Complexo Residencial para Jovens, Ekaterimburgo

A ideia de construir complexos residenciais para jovens trabalhadores solteiros surgiu no período de 1960 a 1980, na cidade de Korolióv, na região de Moscou, em um centro de pesquisas espaciais onde viviam muitos cientistas.

Esses complexos foram construídos em torno de áreas industriais em todo o país e funcionavam como uma espécie de cidade dentro da cidade. Um deles sobrevive até hoje nos subúrbios da zona leste de Ekaterimburgo. Em 1981, foi implantado ali um empreendimento com 11 longos prédios construídos com painéis de concreto semicirculares com nove, 12 e 16 andares cada.

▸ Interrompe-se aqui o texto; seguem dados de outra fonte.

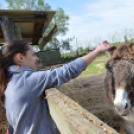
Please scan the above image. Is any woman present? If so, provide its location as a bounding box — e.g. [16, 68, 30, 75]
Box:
[0, 40, 112, 134]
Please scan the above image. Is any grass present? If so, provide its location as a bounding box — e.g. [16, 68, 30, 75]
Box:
[80, 57, 107, 77]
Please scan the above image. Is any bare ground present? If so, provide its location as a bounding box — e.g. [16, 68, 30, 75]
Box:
[58, 74, 120, 131]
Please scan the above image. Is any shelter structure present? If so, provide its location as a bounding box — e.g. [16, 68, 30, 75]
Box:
[0, 10, 57, 48]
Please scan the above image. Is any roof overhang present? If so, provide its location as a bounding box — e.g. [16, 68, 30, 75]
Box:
[0, 10, 56, 45]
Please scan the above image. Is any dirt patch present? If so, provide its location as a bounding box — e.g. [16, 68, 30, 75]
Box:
[95, 63, 104, 70]
[58, 74, 120, 131]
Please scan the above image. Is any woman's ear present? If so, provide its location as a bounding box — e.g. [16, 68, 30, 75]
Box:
[14, 53, 24, 65]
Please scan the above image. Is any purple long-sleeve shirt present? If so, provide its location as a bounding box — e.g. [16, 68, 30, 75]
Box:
[5, 58, 87, 134]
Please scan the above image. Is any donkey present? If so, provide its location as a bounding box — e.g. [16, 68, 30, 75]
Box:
[105, 42, 134, 134]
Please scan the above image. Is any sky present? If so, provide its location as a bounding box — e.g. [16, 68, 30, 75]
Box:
[0, 0, 134, 49]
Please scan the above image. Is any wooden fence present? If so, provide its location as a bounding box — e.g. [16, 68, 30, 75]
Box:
[46, 88, 119, 134]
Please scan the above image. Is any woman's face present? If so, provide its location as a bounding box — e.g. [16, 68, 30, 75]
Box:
[22, 45, 39, 70]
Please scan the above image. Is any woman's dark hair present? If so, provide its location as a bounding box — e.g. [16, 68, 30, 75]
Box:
[0, 40, 29, 108]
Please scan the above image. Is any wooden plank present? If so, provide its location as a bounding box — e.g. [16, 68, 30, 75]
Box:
[32, 14, 46, 44]
[46, 88, 119, 134]
[9, 18, 47, 23]
[0, 16, 22, 41]
[39, 25, 57, 50]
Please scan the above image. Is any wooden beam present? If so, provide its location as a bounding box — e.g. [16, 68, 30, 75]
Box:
[39, 25, 57, 50]
[0, 33, 42, 39]
[32, 14, 45, 44]
[9, 18, 47, 23]
[0, 43, 39, 46]
[45, 88, 119, 134]
[0, 16, 22, 41]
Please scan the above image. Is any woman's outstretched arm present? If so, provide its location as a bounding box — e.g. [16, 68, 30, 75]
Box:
[82, 42, 113, 65]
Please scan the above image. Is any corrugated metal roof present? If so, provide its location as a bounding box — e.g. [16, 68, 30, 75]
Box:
[0, 10, 56, 45]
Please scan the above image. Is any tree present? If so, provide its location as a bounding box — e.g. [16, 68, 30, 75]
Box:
[44, 37, 74, 51]
[6, 0, 71, 51]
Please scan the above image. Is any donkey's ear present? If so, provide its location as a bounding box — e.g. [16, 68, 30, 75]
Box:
[102, 40, 117, 56]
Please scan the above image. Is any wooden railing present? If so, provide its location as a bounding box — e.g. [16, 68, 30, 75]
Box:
[45, 88, 119, 134]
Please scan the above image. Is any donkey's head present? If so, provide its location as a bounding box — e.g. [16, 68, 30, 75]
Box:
[105, 40, 134, 116]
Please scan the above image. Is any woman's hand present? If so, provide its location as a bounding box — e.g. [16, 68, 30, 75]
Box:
[95, 41, 113, 54]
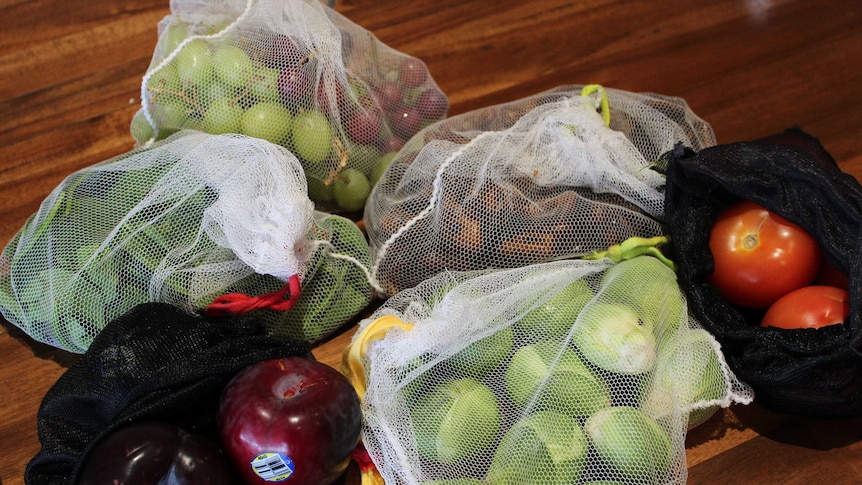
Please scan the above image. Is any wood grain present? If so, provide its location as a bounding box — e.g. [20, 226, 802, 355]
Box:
[0, 0, 862, 485]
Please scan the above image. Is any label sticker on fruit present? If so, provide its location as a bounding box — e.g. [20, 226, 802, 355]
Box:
[251, 452, 296, 482]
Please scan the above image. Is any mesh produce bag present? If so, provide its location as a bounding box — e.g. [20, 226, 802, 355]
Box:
[343, 256, 751, 485]
[132, 0, 448, 211]
[0, 131, 371, 352]
[24, 303, 313, 485]
[666, 129, 862, 417]
[364, 85, 714, 295]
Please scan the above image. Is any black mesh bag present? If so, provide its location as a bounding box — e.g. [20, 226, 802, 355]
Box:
[665, 128, 862, 418]
[24, 303, 312, 485]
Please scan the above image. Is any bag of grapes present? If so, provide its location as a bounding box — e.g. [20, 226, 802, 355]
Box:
[0, 131, 371, 352]
[132, 0, 449, 212]
[364, 85, 715, 295]
[342, 250, 752, 485]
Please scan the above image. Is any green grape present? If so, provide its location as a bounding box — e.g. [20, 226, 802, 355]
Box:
[291, 110, 332, 163]
[175, 39, 213, 84]
[147, 62, 183, 96]
[212, 45, 254, 87]
[332, 168, 371, 212]
[241, 102, 293, 144]
[203, 98, 243, 135]
[248, 63, 279, 101]
[152, 96, 194, 139]
[369, 152, 398, 185]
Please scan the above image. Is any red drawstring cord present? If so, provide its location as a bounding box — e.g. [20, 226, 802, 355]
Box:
[204, 275, 300, 317]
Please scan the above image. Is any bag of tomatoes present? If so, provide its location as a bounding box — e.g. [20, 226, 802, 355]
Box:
[665, 128, 862, 418]
[131, 0, 449, 212]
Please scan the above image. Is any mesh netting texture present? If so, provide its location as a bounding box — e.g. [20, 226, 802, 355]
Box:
[132, 0, 449, 212]
[666, 128, 862, 418]
[364, 85, 715, 295]
[0, 131, 371, 352]
[354, 256, 752, 485]
[24, 303, 313, 485]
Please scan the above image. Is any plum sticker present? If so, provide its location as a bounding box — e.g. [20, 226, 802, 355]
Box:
[251, 452, 296, 482]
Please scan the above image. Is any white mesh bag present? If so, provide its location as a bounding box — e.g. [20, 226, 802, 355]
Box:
[364, 85, 715, 295]
[132, 0, 449, 212]
[343, 256, 752, 485]
[0, 131, 371, 352]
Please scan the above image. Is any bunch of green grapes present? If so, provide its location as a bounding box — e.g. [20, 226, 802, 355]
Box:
[132, 23, 448, 212]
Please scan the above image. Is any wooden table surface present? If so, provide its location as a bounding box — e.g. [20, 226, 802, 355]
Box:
[0, 0, 862, 485]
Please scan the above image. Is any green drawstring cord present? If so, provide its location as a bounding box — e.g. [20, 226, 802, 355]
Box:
[581, 84, 611, 127]
[583, 236, 676, 272]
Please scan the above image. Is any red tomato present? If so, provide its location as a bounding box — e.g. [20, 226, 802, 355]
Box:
[709, 201, 821, 308]
[760, 285, 850, 329]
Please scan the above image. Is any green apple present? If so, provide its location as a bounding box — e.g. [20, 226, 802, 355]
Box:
[410, 377, 501, 464]
[347, 143, 380, 174]
[584, 406, 683, 483]
[449, 327, 515, 377]
[641, 329, 730, 429]
[504, 340, 611, 417]
[601, 256, 688, 340]
[515, 280, 595, 339]
[572, 302, 657, 375]
[291, 110, 332, 163]
[486, 411, 589, 485]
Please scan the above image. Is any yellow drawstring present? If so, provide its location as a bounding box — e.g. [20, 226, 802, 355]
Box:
[341, 315, 413, 485]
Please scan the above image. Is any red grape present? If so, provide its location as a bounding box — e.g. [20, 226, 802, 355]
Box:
[345, 110, 380, 145]
[277, 65, 312, 106]
[398, 57, 436, 88]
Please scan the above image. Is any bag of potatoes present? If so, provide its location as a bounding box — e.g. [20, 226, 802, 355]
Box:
[365, 85, 715, 295]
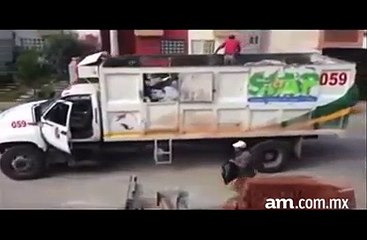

Apelidados de "pentágonos" ou "labirintos" pelos habitantes locais, os prédios foram projetados para ter apartamentos de poucos quartos: em geral, apenas os blocos de nove andares tinham apartamentos de três quartos, enquanto os outros blocos tinham apartamentos de um e dois quartos. Os edifícios mais longos tinham 500 apartamentos cada!

Os primeiros moradores foram os recém-formados da universidade local, que estavam diretamente envolvidos não apenas na construção, mas também no planejamento do empreendimento. Todo o complexo residencial foi construído com painéis de concreto armado feitos em uma fábrica vizinha.

O complexo também abrigava uma das maiores lojas de departamentos da cidade, um centro esportivo, um centro comunitário com sala de concertos onde se apresentaram músicos de rock famosos, além de um anfiteatro para teatro amador que também servia como área de recreação infantil.